Sonia Zaghetto

Entro no quarto como se pisasse em território sagrado. Da varanda vem uma brisa fresca e os verdes da primavera. Neste lugar, ele morreu, penso, enquanto a emoção se faz líquida nos meus olhos.
Minutos antes eu caminhara por uma adorável estradinha cercada de árvores. Pássaros cantavam e meu coração feliz respondia. Finalmente iria visitar a casa dele. Há anos eu esperava por isso.
A construção é uma datcha, a casa de campo russa, e fica em Bougival, a quinze minutos de Versalhes. Por fora, é bonita, mas simples. O interior é a tradução de uma alma de artista. As enormes janelas de vidro trazem a natureza para dentro da casa. A cor das árvores contrasta com o móveis de madeira e constrói um ambiente de sonho. Hoje é um museu.
Catherine me recebe com gentileza. “Você pode me ajudar a abrir a casa?” Concordo com um aceno de cabeça, um nó se formando na garganta. Vou mesmo abrir a casa dele?
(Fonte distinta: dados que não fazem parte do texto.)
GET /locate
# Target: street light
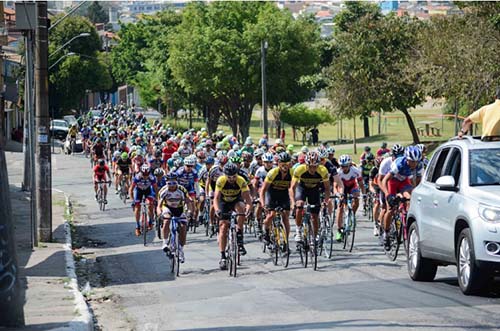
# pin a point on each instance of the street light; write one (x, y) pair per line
(81, 35)
(61, 58)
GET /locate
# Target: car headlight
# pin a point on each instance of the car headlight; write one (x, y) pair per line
(489, 213)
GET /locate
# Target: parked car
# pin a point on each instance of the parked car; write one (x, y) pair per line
(454, 215)
(59, 129)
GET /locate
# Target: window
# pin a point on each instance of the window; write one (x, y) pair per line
(454, 164)
(484, 168)
(436, 165)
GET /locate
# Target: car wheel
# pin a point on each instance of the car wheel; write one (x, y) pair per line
(470, 278)
(419, 268)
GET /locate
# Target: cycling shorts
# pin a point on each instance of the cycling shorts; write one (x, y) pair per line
(312, 195)
(274, 199)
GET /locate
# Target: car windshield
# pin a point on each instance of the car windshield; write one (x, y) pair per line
(60, 123)
(484, 169)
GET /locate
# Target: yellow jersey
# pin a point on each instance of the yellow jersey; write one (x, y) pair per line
(311, 181)
(231, 191)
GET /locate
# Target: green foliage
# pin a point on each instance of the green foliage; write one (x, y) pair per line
(96, 13)
(74, 75)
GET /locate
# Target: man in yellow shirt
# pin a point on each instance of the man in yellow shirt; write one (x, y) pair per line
(488, 116)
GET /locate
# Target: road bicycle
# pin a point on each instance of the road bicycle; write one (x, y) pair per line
(232, 247)
(398, 232)
(308, 248)
(101, 199)
(349, 232)
(174, 243)
(278, 240)
(326, 232)
(123, 188)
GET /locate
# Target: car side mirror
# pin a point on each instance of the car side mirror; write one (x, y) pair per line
(446, 183)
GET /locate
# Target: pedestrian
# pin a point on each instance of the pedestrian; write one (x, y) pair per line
(488, 116)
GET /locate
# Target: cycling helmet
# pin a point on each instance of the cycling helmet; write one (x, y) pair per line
(268, 157)
(230, 169)
(421, 147)
(412, 153)
(235, 159)
(345, 160)
(284, 157)
(189, 161)
(258, 152)
(145, 168)
(397, 150)
(312, 158)
(159, 172)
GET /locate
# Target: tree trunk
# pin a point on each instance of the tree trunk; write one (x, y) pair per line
(366, 126)
(11, 295)
(213, 115)
(413, 130)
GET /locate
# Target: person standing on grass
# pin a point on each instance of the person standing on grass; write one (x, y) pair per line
(488, 116)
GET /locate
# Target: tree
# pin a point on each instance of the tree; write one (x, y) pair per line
(96, 13)
(370, 68)
(89, 66)
(302, 118)
(216, 54)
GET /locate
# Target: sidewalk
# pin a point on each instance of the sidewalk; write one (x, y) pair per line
(49, 299)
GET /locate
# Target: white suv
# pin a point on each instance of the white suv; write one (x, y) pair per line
(454, 215)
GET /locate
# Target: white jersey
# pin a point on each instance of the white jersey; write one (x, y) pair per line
(385, 166)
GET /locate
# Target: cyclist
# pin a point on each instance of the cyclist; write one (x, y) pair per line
(305, 185)
(99, 175)
(230, 189)
(275, 193)
(353, 182)
(396, 151)
(143, 187)
(171, 200)
(123, 167)
(398, 181)
(258, 180)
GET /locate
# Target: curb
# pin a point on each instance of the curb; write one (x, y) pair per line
(84, 320)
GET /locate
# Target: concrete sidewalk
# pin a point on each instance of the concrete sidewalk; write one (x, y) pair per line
(51, 299)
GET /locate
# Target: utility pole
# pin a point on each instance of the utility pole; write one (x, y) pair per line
(11, 298)
(43, 155)
(263, 51)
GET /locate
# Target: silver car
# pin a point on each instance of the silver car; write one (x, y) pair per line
(454, 215)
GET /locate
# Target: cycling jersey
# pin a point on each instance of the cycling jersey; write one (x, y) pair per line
(309, 181)
(144, 183)
(401, 171)
(187, 178)
(231, 191)
(277, 181)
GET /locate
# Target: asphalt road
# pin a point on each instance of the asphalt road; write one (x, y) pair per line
(361, 290)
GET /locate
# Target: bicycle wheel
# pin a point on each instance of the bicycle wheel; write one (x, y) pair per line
(352, 227)
(347, 230)
(233, 254)
(144, 225)
(313, 247)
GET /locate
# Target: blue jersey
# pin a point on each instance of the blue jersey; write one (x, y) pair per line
(144, 183)
(187, 179)
(400, 169)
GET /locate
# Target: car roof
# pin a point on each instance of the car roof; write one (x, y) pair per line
(472, 142)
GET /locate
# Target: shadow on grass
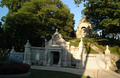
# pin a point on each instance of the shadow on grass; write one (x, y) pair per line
(53, 74)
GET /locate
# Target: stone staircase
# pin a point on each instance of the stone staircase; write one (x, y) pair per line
(95, 48)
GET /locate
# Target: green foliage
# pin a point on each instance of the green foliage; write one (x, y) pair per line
(114, 45)
(33, 19)
(52, 74)
(104, 15)
(89, 50)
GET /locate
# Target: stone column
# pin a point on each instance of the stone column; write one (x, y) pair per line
(45, 61)
(65, 63)
(79, 55)
(107, 58)
(60, 57)
(11, 52)
(27, 53)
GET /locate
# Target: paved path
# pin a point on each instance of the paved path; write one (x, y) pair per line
(89, 72)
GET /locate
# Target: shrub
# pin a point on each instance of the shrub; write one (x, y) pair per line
(8, 69)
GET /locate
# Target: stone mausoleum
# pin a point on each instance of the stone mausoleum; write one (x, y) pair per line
(59, 52)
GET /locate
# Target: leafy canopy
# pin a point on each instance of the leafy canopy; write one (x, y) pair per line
(35, 19)
(104, 14)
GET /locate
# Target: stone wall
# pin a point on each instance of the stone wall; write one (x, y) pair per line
(37, 55)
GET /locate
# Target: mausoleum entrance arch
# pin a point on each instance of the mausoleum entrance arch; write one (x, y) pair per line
(55, 56)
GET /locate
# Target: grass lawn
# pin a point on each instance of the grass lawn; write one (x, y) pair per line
(53, 74)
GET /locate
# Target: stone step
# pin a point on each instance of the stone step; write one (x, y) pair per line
(95, 48)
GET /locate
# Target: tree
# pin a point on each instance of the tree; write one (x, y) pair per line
(38, 19)
(104, 15)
Toco com imenso carinho os ferrolhos da porta e a madeira das janelas, esses detalhes que a ninguém mais importam.
Catherine então me pede ajudá-la a abrir o piano. Tem quase duzentos anos. Passo os dedos pelas teclas, profundamente emocionada. Um piano lindo, com a madeira toda trabalhada artesanalmente. Sobre ele, uma partitura. Uma canção de amor. A letra é dele; a música é da mulher que ele amou com devoção. Seu único amor.
Anos atrás, escrevi um texto imaginando como ela se sentiu, naquela mesma casa, no dia em que ele deixou a vida.
Olho tudo, leio tudo. Percebo que estou absorvendo a casa dele. Pelos poros, pelos olhos e ouvidos. Eu a trago para dentro de mim.
No segundo andar está o escritório, da janela se vê um pinheiro. Retratos de Pauline Viardot, canetas, papéis e livros. Quase posso vê-lo escrevendo naquele lugar encantado. Aperto o interruptor e deixo apenas a luz natural no ambiente.
Deixei por último o quarto. A decoração é uma réplica perfeita do original. Graças a um desenho em bico de pena (que está na parede) puderam mandar fazer o pequeno canapé, a cama com dossel e até o papel de parede. Encosto a cabeça na cornija da lareira e olho demoradamente para as mesmas árvores que ele viu. Adormeço por alguns instantes pensando em sua generosidade para com todos, em seu talento para ler o espírito humano, nos seus inumeráveis gestos de amor. E uma enorme felicidade me toma ao acordar. Na realidade, o sentimento é de gratidão. Por esse homem tão belo ter existido neste mundo. Somos uns privilegiados por podermos desfrutar da herança que nos legou – mais preciosa que todas as riquezas materiais. Ali está ela, toda tecida de palavras eternizadas em páginas que revelam os abismos e as alturas a que pode chegar o espírito humano. Ele nada julga. Sua escrita é uma câmera que registra nossa grandeza e miséria.
Só então me dei conta que também me cabem as palavras que ele escreveu para a mulher amada: “Quando eu não mais existir. Quando tudo o que fui tiver se convertido em pó, (…) fecha teus olhos e estende tuas mãos ao teu ausente amigo. É um conforto para mim, agora, pensar que um leve toque então alcançará as tuas mãos”.
Inspiro devagar, fecho os olhos, estendo as mãos e imagino que por alguns segundos o véu das sombras se afastou e meus dedos trêmulos tocam os de Ivan Turgueniev.

Obrigada, sussurro.

(Texto escrito em homenagem aos 140 anos da morte de Ivan Turgueniev e aos quarenta anos de inauguração do Musée Européen Ivan Tourguéniev, localizado na rue Yvan Tourgueneff 16, em Bougival, França. Visitei o Museu, a antiga datcha de Tourgueniev, na primavera de 2023).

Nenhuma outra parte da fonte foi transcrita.